More to the point, Petersen argued that the results might have been different had SB 1123 been on the books.

“Had those other students been able to defend themselves they probably wouldn’t have been shot,” he said.

But Sen. Martin Quezada, D-Glendale, said that is based on the mistaken assumption that more guns on campuses actually creates a safer environment.

Quezada said he looked up data from Colorado, which has allowed campus carry since laws against it were struck down in 2012 by that state's supreme court.

“The rates of rape actually increased ... and not by small amounts,” he said, up 25% that year and 33% the year after that. “The research from other states with similar laws backs that up, too.”

Yet Quezada said none of that has halted what have become perennial efforts in Arizona to expand who can carry weapons, and where.

“We keep promoting this false narrative that guns are the answer to all of our problems,” he said. “We need to stop portraying this narrative that anybody can be a hero because if they’re armed with a gun in a dangerous situation.”

And Quezada told colleagues this isn’t just about claims about college students and their ability to react in an emergency.

“I don’t trust most of you people if there was a dangerous situation to pull out a gun and be able to save anybody, much less not spill your drink on the dais up here,” he said.

Proponents said this isn’t about allowing just anyone to be armed.

Sen. Sonny Borrelli, R-Lake Havasu City, said the legislation is limited to those with a concealed-carry permit. That is available only to those 21 and older — 19 for veterans.

But Jody Liggett who lobbies for the League of Women Voters, pointed out that the requirements to get a CCW permit have been loosened over the years.

“A person can obtain one without training in firearms, weapons or showing proficiency,” she said. “Therefore, to assume that holding such a permit mitigates the danger of guns on campus is wrong.”

Much of the argument for the measure, however, came down to pure numbers.

Thompson acknowledged that he has just 92 officers to cover four ASU campuses with more than 100,000 students. The staffing is similar at the University of Arizona which currently has 53 sworn officers — it actually is authorized 66 but is still looking to hire — for a campus that has about 50,000 enrolled.

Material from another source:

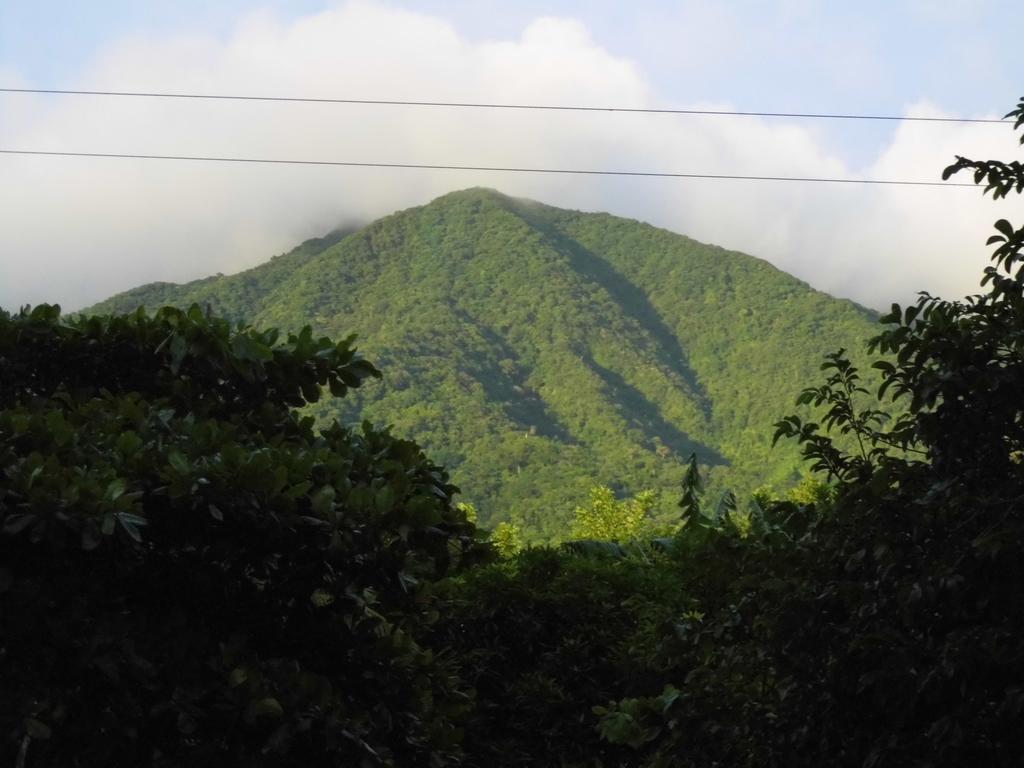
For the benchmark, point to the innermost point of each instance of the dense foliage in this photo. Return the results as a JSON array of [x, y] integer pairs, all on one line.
[[891, 631], [189, 574], [539, 352]]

But Thompson said there are other safety measures, ranging from the ability of students to get escorts at night to “blue light” emergency call boxes.

Borrelli was unimpressed.

“The police are minutes away — minutes,” he said.

Sen. Vince Leach, R-Tucson, had similar questions, citing a letter he got from a woman working at a community college — he said he did not know which one -- who told him that classes can end as late as 9 p.m.

“She talks about the parking lots she has to cross,” he said. “She talks about the fact that in those parking lots there have been robberies, there have been muggings, there have been rapes.”

Leach said there just isn't the police presence to provide sufficient protection.

But Kristen Boilini who lobbies for community colleges, urged lawmakers to leave the issue to locally elected governing boards.

“All of our college boards work closely with law enforcement and security personnel to ensure that the policies they set protect students,” she said.

Thompson noted that students are not defenseless, even if they cannot carry firearms.

In 2018, facing a demand by some lawmakers, the Arizona Board of Regents agreed to let those on campus carry non-lethal weapons.

That includes things like over-the-counter pepper sprays as long as they are not the same concentration as used by law enforcement. Students, staff and visitors also can have shock devices that can be purchased by the general public as long as they require direct contact with an assailant and do not shoot out electrically charged wires.

The measure still needs approval of the full Senate before going to the House.